The primary reason anyone will see this film is because of Kate Winslet’s Golden Globe-winning and Bafta-nominated performance as Hana Schmidt. In fairness, it’s a good performance. But it is ‘subtle-good’, as opposed to ‘Heath Ledger’s immortal, you’ll-never-forget-it Joker’ good. As for the Award-attention, it’s not exactly surprising. Since Titanic, Winslet has always been Academy-friendly and now she is playing a controversial, illiterate, often-nude Nazi. If she doesn’t get an Oscar this year, then she never will.

And that would be the greatest irony of her career, especially after Ricky Gervais made her say in Extras (paraphrased): “Holocaust films guarantee you an Oscar.”

Other than Winslet, you are left with a grim, cathartic film (a standard Stephen Daldry picture then) about a law student who has an affair with a tram conductor one summer, only to find out years later at Law School that she became an SS guard at Auschwitz. In short, there is little to make you smile but lots to make you cry.
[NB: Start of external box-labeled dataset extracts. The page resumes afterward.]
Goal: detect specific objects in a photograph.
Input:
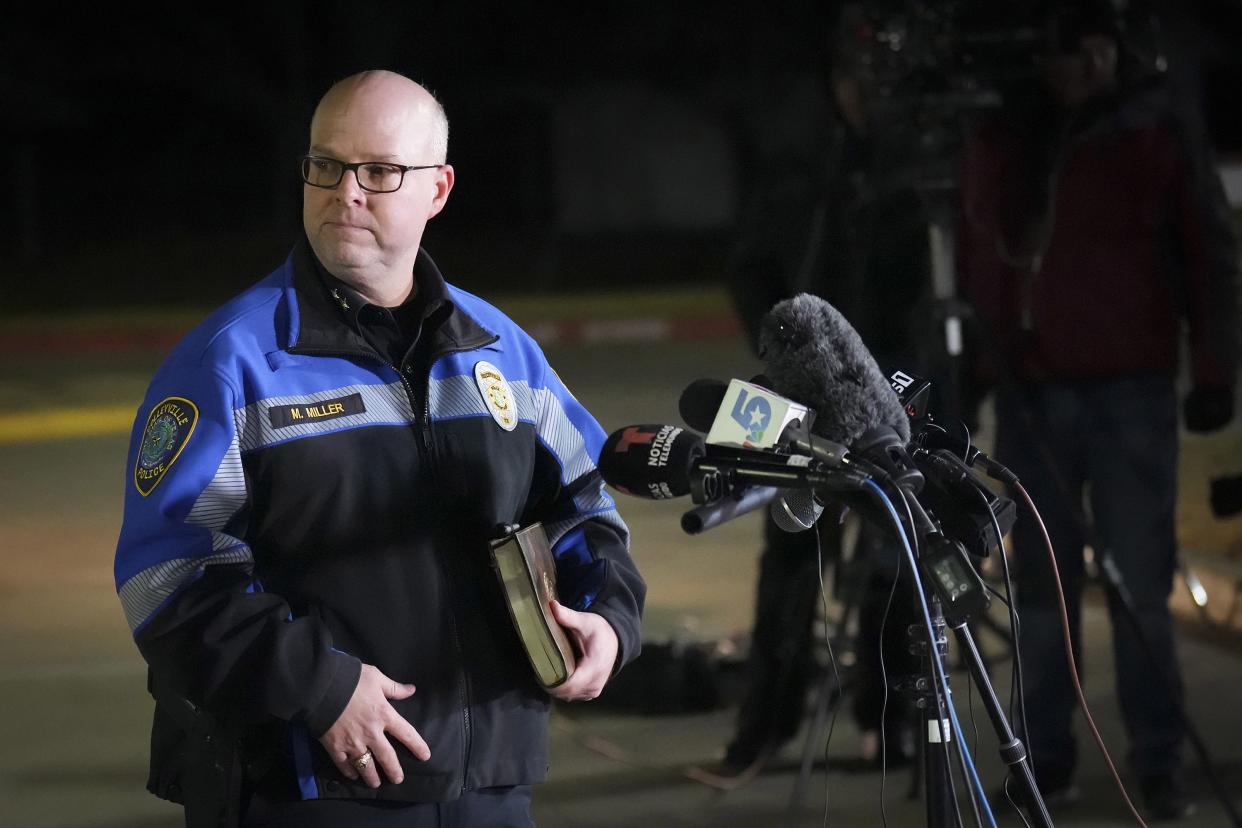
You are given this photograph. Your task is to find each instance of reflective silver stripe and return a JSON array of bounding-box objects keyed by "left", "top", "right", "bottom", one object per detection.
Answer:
[
  {"left": 233, "top": 382, "right": 414, "bottom": 452},
  {"left": 533, "top": 389, "right": 595, "bottom": 484},
  {"left": 119, "top": 545, "right": 255, "bottom": 632},
  {"left": 185, "top": 432, "right": 246, "bottom": 543},
  {"left": 544, "top": 509, "right": 630, "bottom": 550},
  {"left": 427, "top": 375, "right": 535, "bottom": 422}
]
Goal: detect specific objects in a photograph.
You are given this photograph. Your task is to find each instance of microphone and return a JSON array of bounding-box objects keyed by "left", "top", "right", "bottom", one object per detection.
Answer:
[
  {"left": 597, "top": 425, "right": 707, "bottom": 500},
  {"left": 677, "top": 375, "right": 848, "bottom": 533},
  {"left": 677, "top": 375, "right": 851, "bottom": 476},
  {"left": 599, "top": 425, "right": 866, "bottom": 531}
]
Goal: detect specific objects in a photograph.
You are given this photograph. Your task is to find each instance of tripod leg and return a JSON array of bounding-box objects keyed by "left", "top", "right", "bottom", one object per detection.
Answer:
[{"left": 1099, "top": 550, "right": 1242, "bottom": 826}]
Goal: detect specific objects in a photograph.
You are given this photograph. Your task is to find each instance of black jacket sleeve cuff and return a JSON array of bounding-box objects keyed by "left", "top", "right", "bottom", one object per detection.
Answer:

The harrowing scenes of the young Michael Berg (David Kross, who definitely should have been nominated for the Orange Rising Star Award) visiting the real remains of Auschwitz are particularly disturbing. There are also prison scenes, a suicide and – just to make sure you leave feeling glum – a final scene at a graveyard.

Ultimately, like Che, you have to be in the right state of mind to see this film: curiosity more than a desire to be entertained. This is definitely not Saturday night, popcorn-fodder.

I’m glad I saw it – powerful, emotional, thought-provoking, blah, blah, blah – but I won’t be watching it again. Ever.